Mindful Momma and fellow Green Moms Carnival blogger Micaela Preston just published her first book, Practically Green. I asked her if I could have a copy for review. She happily sent it. So, you have full disclosure, I got this book for free.
I really didn’t know what this book would be like in advance. I’ve read more than my fair share of ‘green’ books, and I’ve liked some and disliked others. Some even left me feeling sort of depressed, as if the world is going to end no matter what and all my choices are wrong anyway, so why bother? I was really crossing my fingers that Micaela’s book would not do that, and I am happy to report that it didn’t. In fact, I really loved Practically Green!
Like I said, I didn’t really know what to expect. The first thing that struck me when I opened the book was how very pretty it is. I wouldn’t quite call it a coffee table book, but it is colourful, with lots of little green and orange boxes, as well as full-colour photos and diagrams. I am a sucker for the pretty, as you may know. The book also has lots of information on sustainable living, recipes, craft projects, and information on DIY greening like re-purposing old clothes or making your own beauty products.
Beyond the pretty, I really appreciated Micaela’s pragmatic approach. She says right up front that we’re not always going to be able to make perfect choices. But by doing our best, we are making a difference. Even if you can’t afford to buy all organic fruits and veggies, or have no interest in making baby hats out of old shirts, there are still small, practical changes you can make. And these changes will help your family’s health, and the health of the whole planet.
Because I am a full-service reviewer, I tried a couple of the projects in the book. My favourite was the recipe for ‘Power Bites’. I loved them! And so did the other people who tried them. Well, except for my very picky 4-year-old, but she won’t eat mashed potatoes, either, so take her opinion with a grain of salt. I fed them to some of my friends and their kids, and they disappeared pretty quickly.
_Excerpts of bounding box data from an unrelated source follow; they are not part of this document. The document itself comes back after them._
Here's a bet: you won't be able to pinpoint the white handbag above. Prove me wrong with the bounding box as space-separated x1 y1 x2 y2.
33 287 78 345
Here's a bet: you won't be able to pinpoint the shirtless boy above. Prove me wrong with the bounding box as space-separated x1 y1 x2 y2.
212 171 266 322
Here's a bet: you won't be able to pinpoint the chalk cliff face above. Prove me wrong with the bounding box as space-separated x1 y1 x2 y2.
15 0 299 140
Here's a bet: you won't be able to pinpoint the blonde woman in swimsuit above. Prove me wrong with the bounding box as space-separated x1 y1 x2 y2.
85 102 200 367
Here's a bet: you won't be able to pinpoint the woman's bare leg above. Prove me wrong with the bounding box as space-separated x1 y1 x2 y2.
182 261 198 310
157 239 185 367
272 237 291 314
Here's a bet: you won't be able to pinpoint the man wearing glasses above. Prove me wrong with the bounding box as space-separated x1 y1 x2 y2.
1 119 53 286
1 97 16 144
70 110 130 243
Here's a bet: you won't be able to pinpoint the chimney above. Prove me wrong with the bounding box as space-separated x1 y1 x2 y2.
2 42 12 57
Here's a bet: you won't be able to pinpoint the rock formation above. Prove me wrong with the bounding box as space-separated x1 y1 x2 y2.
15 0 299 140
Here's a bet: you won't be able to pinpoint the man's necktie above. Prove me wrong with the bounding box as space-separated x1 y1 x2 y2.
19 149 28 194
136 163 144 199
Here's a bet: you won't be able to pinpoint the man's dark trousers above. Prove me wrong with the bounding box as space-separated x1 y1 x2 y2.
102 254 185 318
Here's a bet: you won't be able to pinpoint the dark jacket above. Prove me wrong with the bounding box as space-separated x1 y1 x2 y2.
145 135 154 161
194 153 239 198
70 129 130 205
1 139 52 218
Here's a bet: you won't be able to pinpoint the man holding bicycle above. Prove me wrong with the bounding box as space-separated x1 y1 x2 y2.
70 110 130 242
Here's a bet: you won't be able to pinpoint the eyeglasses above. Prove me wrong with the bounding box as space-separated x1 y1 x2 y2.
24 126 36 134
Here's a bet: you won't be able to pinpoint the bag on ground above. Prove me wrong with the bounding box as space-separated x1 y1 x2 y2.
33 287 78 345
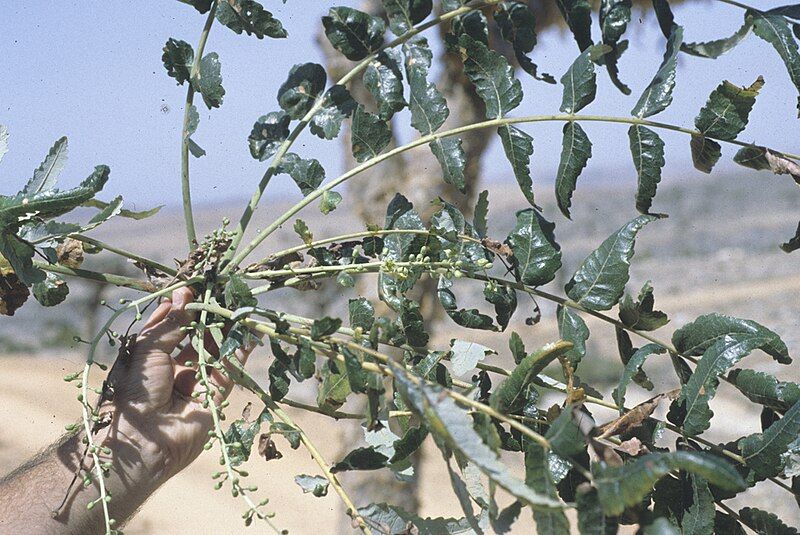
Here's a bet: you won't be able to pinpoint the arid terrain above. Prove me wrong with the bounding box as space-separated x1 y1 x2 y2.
0 173 800 534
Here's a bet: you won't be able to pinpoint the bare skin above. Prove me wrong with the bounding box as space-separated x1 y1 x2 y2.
0 288 253 535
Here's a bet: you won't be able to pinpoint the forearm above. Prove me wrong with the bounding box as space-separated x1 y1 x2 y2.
0 426 168 535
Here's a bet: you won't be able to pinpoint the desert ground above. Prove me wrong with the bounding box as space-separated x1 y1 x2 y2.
0 172 800 534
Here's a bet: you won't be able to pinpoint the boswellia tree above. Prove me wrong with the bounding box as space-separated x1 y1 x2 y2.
0 0 800 534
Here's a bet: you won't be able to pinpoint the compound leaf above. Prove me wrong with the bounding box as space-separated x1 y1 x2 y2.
506 208 561 286
489 341 572 414
278 63 328 119
382 0 433 36
494 1 556 84
728 369 800 413
594 451 745 516
628 125 665 214
672 313 792 364
738 401 800 479
364 49 406 121
556 0 592 52
217 0 288 39
497 125 536 206
22 137 67 195
556 305 589 369
556 121 592 218
668 333 770 435
350 104 392 162
565 215 658 310
322 7 386 61
192 52 225 110
694 76 764 141
745 10 800 113
458 34 522 119
247 111 291 162
161 37 194 85
631 25 683 118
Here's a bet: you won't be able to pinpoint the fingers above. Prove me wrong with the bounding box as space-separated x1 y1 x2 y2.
136 288 195 354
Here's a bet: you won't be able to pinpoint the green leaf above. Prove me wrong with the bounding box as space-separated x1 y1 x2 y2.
594 451 745 516
494 1 556 84
22 137 67 195
382 0 433 36
278 63 328 119
672 314 792 364
319 190 347 215
681 475 715 535
559 47 600 114
556 121 592 218
436 277 496 331
322 7 386 61
497 125 536 206
428 137 467 193
506 208 561 286
81 199 164 220
178 0 212 13
358 503 475 535
483 282 517 331
739 507 797 535
631 26 683 118
745 9 800 116
364 49 406 121
575 483 618 535
161 37 194 85
619 281 669 331
611 344 666 414
310 85 356 140
556 0 592 52
694 76 764 141
392 364 563 509
525 443 570 535
0 124 8 162
728 369 800 413
600 0 632 95
403 38 450 135
458 34 522 119
628 125 665 214
278 152 325 197
317 361 351 409
668 333 770 435
681 17 753 59
450 340 497 377
217 0 288 39
738 401 800 479
294 474 330 498
689 134 722 173
565 215 658 310
489 341 572 414
192 52 225 110
0 165 110 231
350 104 392 162
247 111 291 162
556 305 589 369
31 273 69 307
733 145 800 185
472 190 489 238
348 297 375 333
225 418 261 466
331 447 389 474
311 317 342 340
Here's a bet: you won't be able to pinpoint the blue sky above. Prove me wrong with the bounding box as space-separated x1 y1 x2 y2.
0 0 800 208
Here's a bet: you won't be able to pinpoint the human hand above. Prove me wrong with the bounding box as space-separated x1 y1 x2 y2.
104 288 254 484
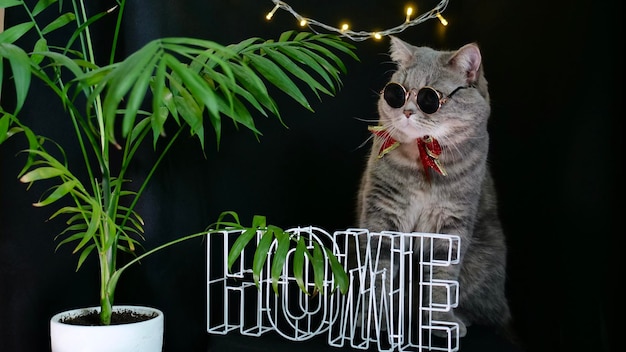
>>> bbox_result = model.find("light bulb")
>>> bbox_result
[436,12,448,26]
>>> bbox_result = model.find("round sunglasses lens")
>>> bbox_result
[383,83,406,109]
[417,88,439,114]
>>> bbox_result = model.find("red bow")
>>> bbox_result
[368,126,448,178]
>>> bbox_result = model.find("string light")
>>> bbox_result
[265,3,280,21]
[436,13,448,26]
[265,0,449,42]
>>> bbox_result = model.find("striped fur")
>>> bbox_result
[358,37,510,336]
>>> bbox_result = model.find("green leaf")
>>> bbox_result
[32,0,58,17]
[246,53,313,111]
[311,242,324,293]
[0,114,11,144]
[0,22,35,44]
[0,43,31,114]
[122,56,158,137]
[252,228,274,288]
[76,244,96,271]
[265,49,332,98]
[0,0,23,9]
[41,12,76,35]
[278,46,334,91]
[33,181,78,207]
[324,248,350,294]
[271,226,291,294]
[20,167,66,183]
[231,64,280,119]
[228,228,256,271]
[293,236,310,295]
[30,38,48,65]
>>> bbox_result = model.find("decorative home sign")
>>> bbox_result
[207,226,461,351]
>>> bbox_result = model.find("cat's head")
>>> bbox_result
[378,37,490,145]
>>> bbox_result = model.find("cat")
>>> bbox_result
[357,36,511,337]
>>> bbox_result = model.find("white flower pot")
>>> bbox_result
[50,306,164,352]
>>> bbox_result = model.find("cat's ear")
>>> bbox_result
[450,43,482,84]
[389,36,415,67]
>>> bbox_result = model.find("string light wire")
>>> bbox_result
[265,0,449,42]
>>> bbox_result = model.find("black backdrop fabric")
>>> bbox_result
[0,0,624,352]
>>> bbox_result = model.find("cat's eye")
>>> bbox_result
[381,82,468,114]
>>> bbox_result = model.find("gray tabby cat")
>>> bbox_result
[358,37,510,336]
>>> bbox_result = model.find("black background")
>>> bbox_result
[0,0,624,351]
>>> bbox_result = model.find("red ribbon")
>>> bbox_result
[368,126,448,179]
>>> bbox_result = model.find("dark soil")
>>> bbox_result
[61,310,156,326]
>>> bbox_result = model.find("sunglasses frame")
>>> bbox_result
[380,82,468,115]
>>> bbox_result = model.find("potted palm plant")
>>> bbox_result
[0,0,356,351]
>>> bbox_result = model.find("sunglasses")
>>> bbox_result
[381,82,468,114]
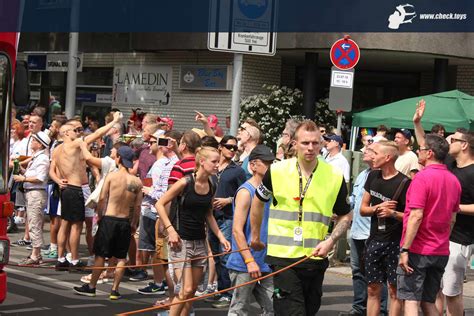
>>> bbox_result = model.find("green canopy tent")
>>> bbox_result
[351,90,474,149]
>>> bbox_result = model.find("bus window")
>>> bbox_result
[0,54,11,194]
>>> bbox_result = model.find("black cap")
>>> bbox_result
[397,128,411,141]
[249,145,275,161]
[117,146,135,168]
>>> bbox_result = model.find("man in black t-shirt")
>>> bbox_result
[436,129,474,315]
[360,141,410,315]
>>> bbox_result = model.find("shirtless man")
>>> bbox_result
[74,146,143,300]
[63,112,123,265]
[49,112,122,270]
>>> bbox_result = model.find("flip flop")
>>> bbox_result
[153,297,171,309]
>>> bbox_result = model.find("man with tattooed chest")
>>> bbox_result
[74,146,143,300]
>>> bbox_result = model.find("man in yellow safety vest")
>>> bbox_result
[251,120,352,316]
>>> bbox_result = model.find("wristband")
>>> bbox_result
[244,258,255,264]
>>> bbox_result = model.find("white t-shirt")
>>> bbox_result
[326,152,351,183]
[395,150,420,177]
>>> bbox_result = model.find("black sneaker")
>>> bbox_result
[55,260,70,271]
[137,282,166,295]
[73,284,95,297]
[109,290,122,300]
[129,270,148,282]
[69,260,88,273]
[204,294,222,303]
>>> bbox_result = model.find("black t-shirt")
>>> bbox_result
[364,170,410,241]
[449,164,474,245]
[255,166,351,270]
[175,181,213,240]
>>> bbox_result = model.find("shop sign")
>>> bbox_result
[179,65,232,91]
[112,65,173,106]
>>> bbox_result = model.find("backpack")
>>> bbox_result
[168,174,217,231]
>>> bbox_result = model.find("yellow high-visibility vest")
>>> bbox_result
[267,158,343,259]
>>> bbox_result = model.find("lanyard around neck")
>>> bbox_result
[296,162,318,223]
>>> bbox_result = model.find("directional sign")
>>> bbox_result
[207,0,277,56]
[329,67,354,112]
[329,38,360,70]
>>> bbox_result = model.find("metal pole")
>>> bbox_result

There wasn’t much new information in this book for me. I already knew about the toxins in many home cleaning products and the potentially harmful chemicals in cosmetics. If you are looking for new, ground-breaking information you probably won’t find it here. But if you’re looking for some practical tips on how you can green your lifestyle, it’s great. And while some of the information is US-specific, I still felt that the vast majority was useful and applicable to me as a Canadian.
I can’t tell you how relieved I am that I liked this book. I was really afraid that Micaela would send me a free copy and I would struggle with what to say. Instead, I find myself trying to contain my gushing. If you are at all interested in sustainable living, and especially if you like the idea of sustainable crafts and cooking or making your own cleaning or beauty products, I highly recommend Practically Green!